L’Italia è stata nuovamente condannata dalla corte di Strasburgo per la ri-vittimizzazione di una donna che vide assolti gli uomini che aveva denunciato per stupro. Il fatto riguarda il caso della Fortezza da Basso e conferma quanto le attiviste dei centri antiviolenza denunciano da anni: il percorso delle donne nei tribunali italiani per ottenere giustizia è irto di ostacoli. Le donne non sono credute, sono colpevolizzate per le violenze da un sistema giudiziario che non agevola l’emersione del fenomeno della violenza.

Nel ricorso presentato dall’avvocata Titti Carrano (che ha precedentemente ottenuto la condanna dell’Italia per il caso Talpis) insieme alla avvocata Sara Menichetti, non è stato chiesto alla Corte di Strasburgo di esprimersi sull’assoluzione degli imputati ma sulla motivazione della sentenza di assoluzione che si fondò su pregiudizi e stereotipi sessisti che stigmatizzarono i comportamenti della donna, le sue scelte sessuali, persino l’abbigliamento.

Quella sentenza della Corte d’appello di cui scrissi nel 2015 , raccontando le proteste delle attiviste per i diritti delle donne che manifestarono per le strade di Firenze, richiamava alla memoria Processo per Stupro.

Il documentario di Loredana Rotondo venne trasmesso dalla Rai nel 1979 denunciando i pregiudizi morali contro le vittime di stupro nei nostri tribunali. Sono trascorsi più di 40 anni da quella denuncia eppure le donne continuano ad essere vittimizzate e umiliate nei tribunali italiani che non sempre garantiscono un processo equo e libero da pregiudizi.

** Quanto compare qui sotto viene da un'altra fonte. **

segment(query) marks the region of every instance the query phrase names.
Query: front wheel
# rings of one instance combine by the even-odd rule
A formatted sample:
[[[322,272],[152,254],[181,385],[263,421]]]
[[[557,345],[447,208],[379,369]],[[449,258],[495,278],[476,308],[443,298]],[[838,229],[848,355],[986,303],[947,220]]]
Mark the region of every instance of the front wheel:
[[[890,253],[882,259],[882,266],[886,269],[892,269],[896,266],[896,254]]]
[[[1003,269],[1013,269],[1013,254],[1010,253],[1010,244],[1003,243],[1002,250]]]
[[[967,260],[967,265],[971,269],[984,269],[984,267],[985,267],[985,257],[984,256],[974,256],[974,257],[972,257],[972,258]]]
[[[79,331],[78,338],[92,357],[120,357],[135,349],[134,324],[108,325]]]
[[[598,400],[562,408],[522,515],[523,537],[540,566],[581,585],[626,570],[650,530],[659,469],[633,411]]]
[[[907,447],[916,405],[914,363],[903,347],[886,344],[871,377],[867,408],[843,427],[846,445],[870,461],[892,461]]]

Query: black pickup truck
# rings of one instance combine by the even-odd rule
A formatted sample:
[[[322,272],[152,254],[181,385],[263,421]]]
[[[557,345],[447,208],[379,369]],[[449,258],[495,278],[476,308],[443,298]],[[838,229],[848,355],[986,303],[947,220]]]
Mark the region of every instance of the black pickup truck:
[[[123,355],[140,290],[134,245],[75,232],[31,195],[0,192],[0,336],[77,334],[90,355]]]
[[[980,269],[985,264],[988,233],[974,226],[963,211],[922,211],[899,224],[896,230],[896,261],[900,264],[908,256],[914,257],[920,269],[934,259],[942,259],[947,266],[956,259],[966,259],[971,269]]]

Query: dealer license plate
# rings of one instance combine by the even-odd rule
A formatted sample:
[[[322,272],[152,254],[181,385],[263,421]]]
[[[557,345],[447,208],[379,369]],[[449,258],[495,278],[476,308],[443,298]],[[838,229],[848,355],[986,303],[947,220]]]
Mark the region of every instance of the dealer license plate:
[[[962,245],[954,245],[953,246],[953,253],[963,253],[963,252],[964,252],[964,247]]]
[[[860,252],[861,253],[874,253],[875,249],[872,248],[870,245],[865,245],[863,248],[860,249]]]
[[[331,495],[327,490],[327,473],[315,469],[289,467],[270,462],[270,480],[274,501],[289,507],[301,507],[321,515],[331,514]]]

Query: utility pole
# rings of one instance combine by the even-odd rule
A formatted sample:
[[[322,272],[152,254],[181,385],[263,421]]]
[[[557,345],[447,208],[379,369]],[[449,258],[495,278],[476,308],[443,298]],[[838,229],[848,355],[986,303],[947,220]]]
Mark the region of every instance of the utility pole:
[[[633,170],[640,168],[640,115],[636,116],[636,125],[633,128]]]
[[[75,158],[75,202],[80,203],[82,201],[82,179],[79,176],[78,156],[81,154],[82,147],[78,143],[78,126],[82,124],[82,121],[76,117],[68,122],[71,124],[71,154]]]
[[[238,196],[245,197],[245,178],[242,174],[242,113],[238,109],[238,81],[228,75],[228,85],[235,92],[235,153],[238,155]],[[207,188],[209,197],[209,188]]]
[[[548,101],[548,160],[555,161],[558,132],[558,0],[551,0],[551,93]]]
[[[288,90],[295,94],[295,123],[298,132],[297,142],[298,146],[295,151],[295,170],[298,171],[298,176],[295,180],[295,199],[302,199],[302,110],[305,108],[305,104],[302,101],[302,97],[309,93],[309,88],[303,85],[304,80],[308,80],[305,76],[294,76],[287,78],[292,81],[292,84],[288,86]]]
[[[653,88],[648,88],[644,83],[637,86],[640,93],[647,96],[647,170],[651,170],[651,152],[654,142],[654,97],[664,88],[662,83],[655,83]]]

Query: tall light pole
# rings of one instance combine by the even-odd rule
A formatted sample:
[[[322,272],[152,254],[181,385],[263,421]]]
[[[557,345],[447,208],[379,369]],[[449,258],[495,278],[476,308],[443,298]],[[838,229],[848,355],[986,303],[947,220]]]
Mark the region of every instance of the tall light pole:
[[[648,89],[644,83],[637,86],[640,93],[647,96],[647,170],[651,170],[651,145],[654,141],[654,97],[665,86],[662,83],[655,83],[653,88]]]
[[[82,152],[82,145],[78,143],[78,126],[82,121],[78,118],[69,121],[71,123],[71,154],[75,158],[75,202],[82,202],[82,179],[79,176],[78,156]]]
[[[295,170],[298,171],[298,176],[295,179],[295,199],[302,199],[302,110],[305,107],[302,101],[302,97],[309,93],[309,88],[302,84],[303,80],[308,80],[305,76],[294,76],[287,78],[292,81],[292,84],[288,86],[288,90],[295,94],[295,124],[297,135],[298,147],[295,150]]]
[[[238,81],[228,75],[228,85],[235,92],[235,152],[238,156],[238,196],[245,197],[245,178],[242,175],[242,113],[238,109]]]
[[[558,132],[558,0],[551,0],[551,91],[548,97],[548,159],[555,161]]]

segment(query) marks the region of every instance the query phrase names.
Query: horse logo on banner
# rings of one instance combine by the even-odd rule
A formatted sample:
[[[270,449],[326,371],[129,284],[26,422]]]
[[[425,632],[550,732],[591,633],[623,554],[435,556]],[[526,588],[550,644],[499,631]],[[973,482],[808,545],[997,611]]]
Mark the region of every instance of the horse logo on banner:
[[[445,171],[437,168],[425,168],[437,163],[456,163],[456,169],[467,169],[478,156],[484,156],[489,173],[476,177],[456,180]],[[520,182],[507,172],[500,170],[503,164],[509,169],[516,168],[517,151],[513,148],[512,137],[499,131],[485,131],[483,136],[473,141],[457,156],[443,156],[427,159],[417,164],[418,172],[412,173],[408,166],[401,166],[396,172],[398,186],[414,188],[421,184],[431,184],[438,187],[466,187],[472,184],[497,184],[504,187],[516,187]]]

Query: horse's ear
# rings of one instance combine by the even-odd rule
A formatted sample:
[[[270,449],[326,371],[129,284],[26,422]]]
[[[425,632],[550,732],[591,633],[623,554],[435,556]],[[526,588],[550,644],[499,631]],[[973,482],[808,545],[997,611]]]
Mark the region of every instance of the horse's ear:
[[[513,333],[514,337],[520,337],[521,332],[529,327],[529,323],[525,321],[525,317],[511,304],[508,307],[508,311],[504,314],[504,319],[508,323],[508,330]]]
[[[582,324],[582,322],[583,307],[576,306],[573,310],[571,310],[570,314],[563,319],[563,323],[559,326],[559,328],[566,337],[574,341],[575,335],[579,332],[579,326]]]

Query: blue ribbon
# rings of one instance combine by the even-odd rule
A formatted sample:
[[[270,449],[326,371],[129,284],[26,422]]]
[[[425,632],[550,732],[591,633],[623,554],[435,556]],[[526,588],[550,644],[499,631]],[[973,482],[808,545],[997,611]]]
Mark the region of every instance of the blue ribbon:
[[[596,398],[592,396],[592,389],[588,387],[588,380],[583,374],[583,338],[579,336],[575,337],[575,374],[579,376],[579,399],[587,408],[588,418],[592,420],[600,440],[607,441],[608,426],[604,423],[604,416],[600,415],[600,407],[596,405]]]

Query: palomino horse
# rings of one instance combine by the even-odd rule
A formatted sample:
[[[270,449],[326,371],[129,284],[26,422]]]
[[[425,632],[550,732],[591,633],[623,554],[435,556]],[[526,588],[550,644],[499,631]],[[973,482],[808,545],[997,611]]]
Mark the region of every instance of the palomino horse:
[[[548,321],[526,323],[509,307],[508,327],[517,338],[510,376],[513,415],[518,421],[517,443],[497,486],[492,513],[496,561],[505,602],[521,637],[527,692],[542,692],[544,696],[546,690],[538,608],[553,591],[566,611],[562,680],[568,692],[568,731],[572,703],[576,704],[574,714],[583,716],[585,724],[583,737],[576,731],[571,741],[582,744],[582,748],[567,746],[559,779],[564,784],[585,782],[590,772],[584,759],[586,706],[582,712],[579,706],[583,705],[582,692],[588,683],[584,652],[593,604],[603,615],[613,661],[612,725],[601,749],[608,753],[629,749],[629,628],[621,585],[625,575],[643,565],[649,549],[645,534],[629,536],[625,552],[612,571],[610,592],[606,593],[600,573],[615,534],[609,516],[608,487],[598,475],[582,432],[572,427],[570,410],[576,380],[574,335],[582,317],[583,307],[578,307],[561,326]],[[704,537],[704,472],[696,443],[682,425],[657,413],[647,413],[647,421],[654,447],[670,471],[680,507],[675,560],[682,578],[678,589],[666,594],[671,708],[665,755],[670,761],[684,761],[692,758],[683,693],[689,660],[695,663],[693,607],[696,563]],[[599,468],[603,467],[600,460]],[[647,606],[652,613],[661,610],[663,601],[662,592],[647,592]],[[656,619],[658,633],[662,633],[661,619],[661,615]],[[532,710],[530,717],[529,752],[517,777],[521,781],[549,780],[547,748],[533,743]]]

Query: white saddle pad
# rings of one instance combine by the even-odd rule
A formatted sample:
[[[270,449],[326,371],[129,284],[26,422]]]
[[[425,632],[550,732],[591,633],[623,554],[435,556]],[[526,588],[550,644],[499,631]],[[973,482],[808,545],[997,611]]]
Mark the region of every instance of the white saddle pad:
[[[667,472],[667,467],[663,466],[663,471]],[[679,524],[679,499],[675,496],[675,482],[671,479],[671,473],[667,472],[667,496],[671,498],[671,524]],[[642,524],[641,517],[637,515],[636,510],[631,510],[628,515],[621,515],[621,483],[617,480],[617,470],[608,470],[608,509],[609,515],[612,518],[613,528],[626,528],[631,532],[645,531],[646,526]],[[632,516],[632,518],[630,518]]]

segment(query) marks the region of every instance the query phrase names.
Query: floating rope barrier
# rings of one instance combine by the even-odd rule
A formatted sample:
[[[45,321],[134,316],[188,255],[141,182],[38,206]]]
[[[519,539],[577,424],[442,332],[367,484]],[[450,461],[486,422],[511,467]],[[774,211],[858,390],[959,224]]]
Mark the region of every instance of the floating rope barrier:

La Corte di Strasburgo ha colto i limiti della sentenza dei giudici fiorentini e ha ritenuto che i diritti e gli interessi della ricorrente derivanti dall’articolo 8 della Convenzione europea dei diritti dell’uomo, sul diritto al rispetto della vita privata e familiare, non sono stati adeguatamente tutelati. “Ne consegue – si legge nella sentenza Cedu – che le autorità nazionali non hanno tutelato la ricorrente dalla vittimizzazione secondaria durante tutto il procedimento, di cui la redazione della sentenza è parte integrante”.

“La sentenza di Strasburgo rende giustizia alla donna ma anche a tutte le donne che quando denunciano devono affrontare un percorso giudiziario in cui subiscono vittimizzazione secondaria – ha dichiarato l’avvocata Titti Carrano – con l’effetto di scoraggiarle dal presentare denuncia. La Corte di Strasburgo ritiene deplorevole e irrilevante il riferimento nella sentenza di assoluzione della Corte d’Appello di Firenze, alla vita personale, alle attività artistiche e culturali, all’abbigliamento e all’orientamento sessuale che furono poste alla base dell’attendibilità della testimonianza della donna con una ingiustificabile ingerenza nella sua vita privata. La vita e la dignità di questa donna sono state calpestate, così come sono state calpestate la riservatezza, la dignità, l’immagine”.

“Eppure da tempo le norme nazionali e internazionali – continua Carrano – richiamate in questa sentenza della CEDU chiedono la tutela e la protezione della vittima. Mi auguro che il governo italiano accetti questa condanna senza ricorrere alla Grande Camera e che si adoperi concretamente per le attività di prevenzione e formazione degli operatori di giustizia affinché non si ripetano ulteriori eche da tempo si denuncia il rischio di vittimizzazione secondaria nei tribunali e le sue nefaste conseguenze”.

Antonella Veltri, presidente Dire – donne in rete contro la violenza, in un comunicato stampa ha commentato la condanna dell’Italia: “La cultura della stupro resiste in Italia insieme agli stereotipi e ai pregiudizi sessisti sul ruolo della donna che sono stigmatizzati dalla Corte di Strasburgo e che leggiamo nella sentenza del tribunale di Firenze, a conferma dell’arretratezza culturale del sistema giudiziario italiano”.

Ora lo Stato italiano dovrà pagare un risarcimento a quella giovane donna che nel 2010 chiese giustizia e che andò incontro ad un (pre) giudizio morale assurdo e fuori tempo massimo.